Graciela



Por alguna extraña razón, Juan siempre pensó que su familia era una experta en las cangrejadas tan famosas en Ecuador; ese ritual que reúne a las familias de Guayaquil en las noches alrededor de una mesa forrada con papel periódico. Cuando pasaba la temporada de veda todas las terrazas preparaban el ritual con el olor a mangle que llegaba del estero Salado. Guayaquil era una ciudad más de olores y sabores.

En el tiempo en el que intentó volver a casa para las festividades importantes notó una extraña rivalidad entre su hermana Graciela y su hermana Anita por ser las anfitrionas, por suerte Beatriz vivía en Alemania si no habría sido una disputa entre tres hermanas. Siempre tenían la amabilidad de llamarle para que fuera a una cena, un asado o alguna fiesta y siempre prefería enrumbarse a la playa. Conocía de memoria todas las playas de Ecuador, sus huecos y recovecos. Sus amaneceres y sus atardeceres.

Graciela le invitó un fin de semana a una cangrejada y él imaginó los cangrejos, los maduros, el encebollado y la cerveza para hacer un ceviche con el caparazón. Y fue. Y cuando llegó vio la sarta de cangrejos y comprendió que ni siquiera sabían que se debía matar a los cangrejos antes de limpiarlos. El proceso es sencillo, se agarra el cangrejo y se mete el cuchillo directo en los ojos, si sale con olor a mangle es que estaba vivo y podía ir a la olla, de lo contrario solo se desecha. No es la mismo que la langosta, lo ideal es meterla viva en agua hirviendo para que no pierda sus sabores o abrirla en la mitad y llevarla a la sartén con sal, pimienta, mantequilla y hierbas. 

Es lo que hacía cuando su amiga Nadesha le prestaba su casa en Tonsupa, cuando esa playa todavía era de pescadores. Muchas mujeres llegaron allá y muchas quejas le presentaron los vecinos a su amiga Nadesha, hasta que dejó de prestarle la casa. Su pasatiempo favorito era ir a la playa, a un acantilado donde llegaban los pescadores y escoger las primeras langostas atrapadas en la red. Las preparaba de manera sencilla, sobre todo a Isabel. A veces mientras esperaban tenían sexo ahí entre las piedras hasta que llegaran las canoas.

Mucha gente llegó a la cangrejada y casi nadie pasó del primer cangrejo. Pero sí de la primera cerveza. Sus hermanas si por algo se caracterizaban era por su apego a la fiesta, al baile, a empinar el codo más que sus cuñados cuando les daba la gana. Más Graciela. No había fiesta que se perdiera porque era la niña bonita del barrio. Su papá la imaginaba abogada, litigando en todos los tribunales. Y por eso su apego con Milton, el mejor amigo de Wilson, su cuñado, quien le consiguió un trabajo en una lavadora de autos cuando su vida era un desastre. Todos quienes trabajaban ahí hicieron una apuesta. Nadie creía que duraría una semana porque tenían una imagen de él como la de un niño protegido por sus hermanas. Y no duró. Fue cuando comenzó a estudiar de nuevo.

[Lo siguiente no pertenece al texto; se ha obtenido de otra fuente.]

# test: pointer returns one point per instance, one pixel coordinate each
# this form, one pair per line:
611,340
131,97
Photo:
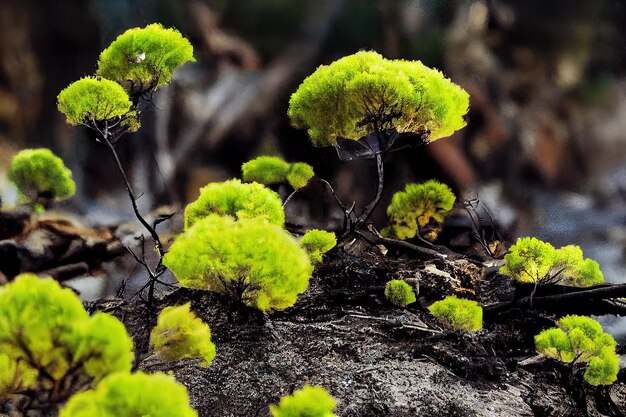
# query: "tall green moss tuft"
531,260
317,242
238,200
179,334
399,293
49,344
93,99
143,59
132,395
416,206
255,262
306,402
364,92
458,313
581,340
39,173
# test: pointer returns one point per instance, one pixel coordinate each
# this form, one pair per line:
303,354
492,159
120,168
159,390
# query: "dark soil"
376,359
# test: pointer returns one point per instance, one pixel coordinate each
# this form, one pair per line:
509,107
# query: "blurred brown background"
545,146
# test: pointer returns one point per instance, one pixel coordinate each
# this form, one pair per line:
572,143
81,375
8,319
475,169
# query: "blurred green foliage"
39,173
458,313
48,341
399,293
317,242
132,395
309,401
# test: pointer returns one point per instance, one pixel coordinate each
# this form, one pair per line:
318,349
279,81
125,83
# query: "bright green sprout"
317,242
236,199
270,170
38,173
143,59
399,293
309,401
92,99
132,395
265,170
250,260
581,340
458,313
299,175
531,260
364,93
179,334
49,344
416,206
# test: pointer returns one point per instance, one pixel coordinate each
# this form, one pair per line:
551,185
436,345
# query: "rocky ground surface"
376,359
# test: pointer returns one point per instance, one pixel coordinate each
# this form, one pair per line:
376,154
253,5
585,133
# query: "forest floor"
374,358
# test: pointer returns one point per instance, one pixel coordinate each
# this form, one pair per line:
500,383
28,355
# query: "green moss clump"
399,293
132,395
91,99
581,340
265,170
364,92
270,170
307,402
531,260
39,173
458,313
179,334
416,206
49,344
143,59
299,175
255,262
317,242
236,199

<<Este no es un hotel>>, le dijo una vez Graciela cuando volvió después de haber permanecido una semana desaparecido en la playa, sin nada para sobrevivir porque a él y a sus amigos les robaron todo por haberse emborrachado cuando acampaban en la playa. Y le tiró la puerta en la cara. Eran los tiempos en los que levantaban la casa de cemento con su cuñado Enrique a la cabeza; la casa que su papá cambió por la finca.

-         Pero tus hermanas te querían –le dijo Lorena mientras caminaban por Galerías, en Bogotá. Ella le había dado una clase de baile a su amigo Leo, un profesor de baile con mucho prestigio en esa ciudad. Fue el día en el que preparó un rissoto con un rack de cordero para celebrar su cumpleaños en la casa de sus amigas, Ana Sofía y Lucía.

-         Nadie lo ha puesto en duda. Creen que soy muy inteligente. Graciela, por alguna extraña razón, creía que mi vida valía la pena. Jacinto me regaló unas sábanas cuando me fui de casa; solo me fui con unas sábanas y un cartón lleno de libros. Tu tocaya, con la que me iba a casar, fue a recogerme para instalarme en una buhardilla donde comencé mi vida vagabunda.

-         ¿Y cómo es Graciela?

-         Es una larga historia.

-         Tengo tiempo –dijo Lorena.